Nationally, that criticism has intensified as DNA testing again and again trumps human cognition.

The issue is about to get a rarefied airing before the U.S. Supreme Court, which is to hear oral argument Wednesday in its first significant eyewitness-identification case in 34 years.

But change already is on the docket elsewhere.

In September, a 50-member committee studying wrongful convictions in Pennsylvania recommended that lineup procedures be sharpened to avoid mistaken identification. And in a landmark ruling in August, the New Jersey Supreme Court established a new framework for assessing eyewitness identification.

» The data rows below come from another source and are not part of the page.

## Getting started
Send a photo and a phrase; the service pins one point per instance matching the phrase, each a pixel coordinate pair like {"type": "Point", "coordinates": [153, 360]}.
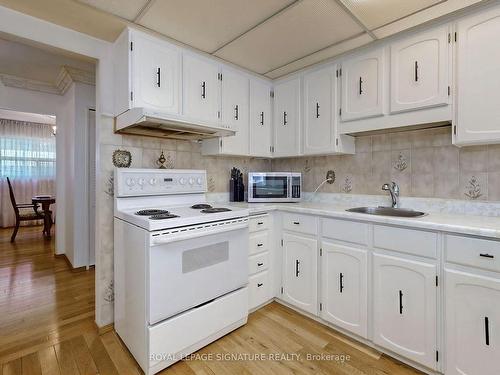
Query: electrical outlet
{"type": "Point", "coordinates": [330, 176]}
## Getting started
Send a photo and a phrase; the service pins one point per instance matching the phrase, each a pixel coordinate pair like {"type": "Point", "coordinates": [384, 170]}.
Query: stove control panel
{"type": "Point", "coordinates": [142, 182]}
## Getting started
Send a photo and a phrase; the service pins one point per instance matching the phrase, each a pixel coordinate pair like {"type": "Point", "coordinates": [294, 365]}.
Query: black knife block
{"type": "Point", "coordinates": [236, 190]}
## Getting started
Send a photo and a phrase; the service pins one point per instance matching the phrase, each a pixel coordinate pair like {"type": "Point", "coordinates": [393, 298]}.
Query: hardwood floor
{"type": "Point", "coordinates": [47, 328]}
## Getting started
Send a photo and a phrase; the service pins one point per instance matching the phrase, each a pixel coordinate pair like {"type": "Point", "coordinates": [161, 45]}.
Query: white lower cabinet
{"type": "Point", "coordinates": [405, 307]}
{"type": "Point", "coordinates": [472, 324]}
{"type": "Point", "coordinates": [259, 261]}
{"type": "Point", "coordinates": [300, 272]}
{"type": "Point", "coordinates": [258, 289]}
{"type": "Point", "coordinates": [344, 287]}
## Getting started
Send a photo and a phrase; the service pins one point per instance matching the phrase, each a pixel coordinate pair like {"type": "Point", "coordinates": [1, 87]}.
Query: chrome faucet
{"type": "Point", "coordinates": [393, 189]}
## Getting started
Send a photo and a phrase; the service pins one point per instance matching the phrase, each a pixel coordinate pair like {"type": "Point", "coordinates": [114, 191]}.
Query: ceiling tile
{"type": "Point", "coordinates": [126, 9]}
{"type": "Point", "coordinates": [208, 25]}
{"type": "Point", "coordinates": [322, 55]}
{"type": "Point", "coordinates": [424, 16]}
{"type": "Point", "coordinates": [302, 29]}
{"type": "Point", "coordinates": [71, 14]}
{"type": "Point", "coordinates": [376, 13]}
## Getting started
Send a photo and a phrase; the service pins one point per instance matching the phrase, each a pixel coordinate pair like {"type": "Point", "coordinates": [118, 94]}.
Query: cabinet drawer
{"type": "Point", "coordinates": [258, 262]}
{"type": "Point", "coordinates": [259, 289]}
{"type": "Point", "coordinates": [300, 223]}
{"type": "Point", "coordinates": [405, 240]}
{"type": "Point", "coordinates": [343, 230]}
{"type": "Point", "coordinates": [258, 223]}
{"type": "Point", "coordinates": [259, 242]}
{"type": "Point", "coordinates": [474, 252]}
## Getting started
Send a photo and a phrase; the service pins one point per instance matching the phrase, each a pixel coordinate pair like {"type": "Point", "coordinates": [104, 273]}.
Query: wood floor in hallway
{"type": "Point", "coordinates": [47, 327]}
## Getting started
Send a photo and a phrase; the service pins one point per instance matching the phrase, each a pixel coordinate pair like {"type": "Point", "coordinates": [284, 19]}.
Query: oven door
{"type": "Point", "coordinates": [193, 265]}
{"type": "Point", "coordinates": [269, 188]}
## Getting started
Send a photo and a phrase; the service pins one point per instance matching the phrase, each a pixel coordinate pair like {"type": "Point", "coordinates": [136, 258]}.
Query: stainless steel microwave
{"type": "Point", "coordinates": [274, 187]}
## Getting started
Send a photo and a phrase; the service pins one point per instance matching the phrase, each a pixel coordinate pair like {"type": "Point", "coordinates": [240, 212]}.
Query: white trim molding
{"type": "Point", "coordinates": [65, 78]}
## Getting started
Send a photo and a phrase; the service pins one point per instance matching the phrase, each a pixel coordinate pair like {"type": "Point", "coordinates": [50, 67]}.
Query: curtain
{"type": "Point", "coordinates": [28, 158]}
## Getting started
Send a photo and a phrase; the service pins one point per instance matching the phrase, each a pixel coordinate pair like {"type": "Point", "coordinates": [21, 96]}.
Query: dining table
{"type": "Point", "coordinates": [45, 201]}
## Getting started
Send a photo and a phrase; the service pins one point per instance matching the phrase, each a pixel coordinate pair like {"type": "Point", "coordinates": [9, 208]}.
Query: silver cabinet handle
{"type": "Point", "coordinates": [203, 90]}
{"type": "Point", "coordinates": [401, 302]}
{"type": "Point", "coordinates": [486, 255]}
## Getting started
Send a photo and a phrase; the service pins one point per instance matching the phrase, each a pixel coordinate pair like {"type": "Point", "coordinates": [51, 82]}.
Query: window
{"type": "Point", "coordinates": [27, 150]}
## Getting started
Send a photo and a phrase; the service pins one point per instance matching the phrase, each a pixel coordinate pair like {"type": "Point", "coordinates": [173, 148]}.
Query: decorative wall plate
{"type": "Point", "coordinates": [122, 158]}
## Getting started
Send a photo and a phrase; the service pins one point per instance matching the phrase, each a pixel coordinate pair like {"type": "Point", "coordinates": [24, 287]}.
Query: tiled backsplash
{"type": "Point", "coordinates": [145, 152]}
{"type": "Point", "coordinates": [423, 162]}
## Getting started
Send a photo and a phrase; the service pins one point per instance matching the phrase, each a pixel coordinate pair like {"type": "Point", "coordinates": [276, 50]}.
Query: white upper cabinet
{"type": "Point", "coordinates": [477, 113]}
{"type": "Point", "coordinates": [419, 71]}
{"type": "Point", "coordinates": [287, 118]}
{"type": "Point", "coordinates": [235, 111]}
{"type": "Point", "coordinates": [344, 287]}
{"type": "Point", "coordinates": [472, 324]}
{"type": "Point", "coordinates": [147, 73]}
{"type": "Point", "coordinates": [319, 100]}
{"type": "Point", "coordinates": [201, 88]}
{"type": "Point", "coordinates": [300, 272]}
{"type": "Point", "coordinates": [156, 74]}
{"type": "Point", "coordinates": [260, 118]}
{"type": "Point", "coordinates": [405, 308]}
{"type": "Point", "coordinates": [362, 86]}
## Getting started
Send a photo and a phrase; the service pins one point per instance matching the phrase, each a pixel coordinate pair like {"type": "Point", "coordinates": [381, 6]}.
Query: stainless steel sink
{"type": "Point", "coordinates": [387, 211]}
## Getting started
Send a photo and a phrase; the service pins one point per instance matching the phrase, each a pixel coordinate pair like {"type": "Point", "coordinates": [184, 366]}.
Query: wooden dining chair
{"type": "Point", "coordinates": [23, 211]}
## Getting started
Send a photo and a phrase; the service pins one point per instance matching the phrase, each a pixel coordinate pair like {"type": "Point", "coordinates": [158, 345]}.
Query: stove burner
{"type": "Point", "coordinates": [214, 210]}
{"type": "Point", "coordinates": [201, 206]}
{"type": "Point", "coordinates": [162, 216]}
{"type": "Point", "coordinates": [151, 212]}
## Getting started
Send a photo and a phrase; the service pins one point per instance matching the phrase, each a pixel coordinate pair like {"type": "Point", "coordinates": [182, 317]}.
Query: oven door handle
{"type": "Point", "coordinates": [208, 229]}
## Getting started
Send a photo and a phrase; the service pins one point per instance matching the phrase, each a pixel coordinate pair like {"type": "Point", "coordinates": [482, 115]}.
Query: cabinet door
{"type": "Point", "coordinates": [286, 118]}
{"type": "Point", "coordinates": [155, 74]}
{"type": "Point", "coordinates": [344, 287]}
{"type": "Point", "coordinates": [362, 86]}
{"type": "Point", "coordinates": [419, 71]}
{"type": "Point", "coordinates": [472, 324]}
{"type": "Point", "coordinates": [318, 101]}
{"type": "Point", "coordinates": [235, 111]}
{"type": "Point", "coordinates": [300, 272]}
{"type": "Point", "coordinates": [477, 79]}
{"type": "Point", "coordinates": [201, 88]}
{"type": "Point", "coordinates": [404, 298]}
{"type": "Point", "coordinates": [260, 118]}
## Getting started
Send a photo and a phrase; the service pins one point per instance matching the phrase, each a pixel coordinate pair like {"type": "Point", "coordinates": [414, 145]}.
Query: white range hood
{"type": "Point", "coordinates": [143, 121]}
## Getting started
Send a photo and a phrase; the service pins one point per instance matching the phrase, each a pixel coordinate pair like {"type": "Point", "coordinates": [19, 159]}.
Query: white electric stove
{"type": "Point", "coordinates": [180, 265]}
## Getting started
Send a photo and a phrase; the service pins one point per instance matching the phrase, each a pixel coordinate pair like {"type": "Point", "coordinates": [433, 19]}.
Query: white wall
{"type": "Point", "coordinates": [38, 102]}
{"type": "Point", "coordinates": [84, 100]}
{"type": "Point", "coordinates": [31, 28]}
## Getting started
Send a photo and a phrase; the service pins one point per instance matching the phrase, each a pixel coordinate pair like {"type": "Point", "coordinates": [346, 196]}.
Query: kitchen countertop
{"type": "Point", "coordinates": [484, 226]}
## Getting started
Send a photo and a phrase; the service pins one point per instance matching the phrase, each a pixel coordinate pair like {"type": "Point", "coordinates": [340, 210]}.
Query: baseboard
{"type": "Point", "coordinates": [77, 269]}
{"type": "Point", "coordinates": [105, 329]}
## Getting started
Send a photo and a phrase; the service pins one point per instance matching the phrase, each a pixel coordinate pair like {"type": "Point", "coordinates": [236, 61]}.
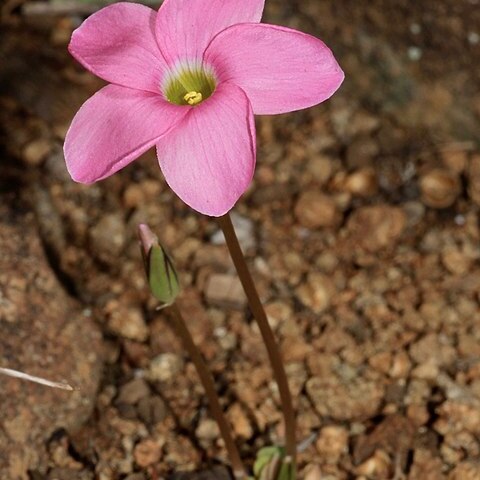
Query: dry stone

In the case of Camden defendant Larry R. Henderson, who challenged the eyewitness identification that led to his manslaughter conviction, the New Jersey high court said juries should be better instructed on factors that can affect the reliability of such testimony.

"Eyewitness identifications bear directly on guilt or innocence," Chief Justice Stuart Rabner wrote for the unanimous court. "At stake is the very integrity of the criminal justice system and the courts' ability to conduct fair trials."

Juries have long embraced the testimony of dead-certain witnesses. It helped convict three-quarters of the 275 prisoners nationwide who have been exonerated by DNA over the last two decades. Nine Pennsylvania and three New Jersey prisoners were among those cleared, according to the New York-based Innocence Project.

"This is a really important time for the future of eyewitness identifications," said Brandon Garrett, a University of Virginia law professor who has studied the issue.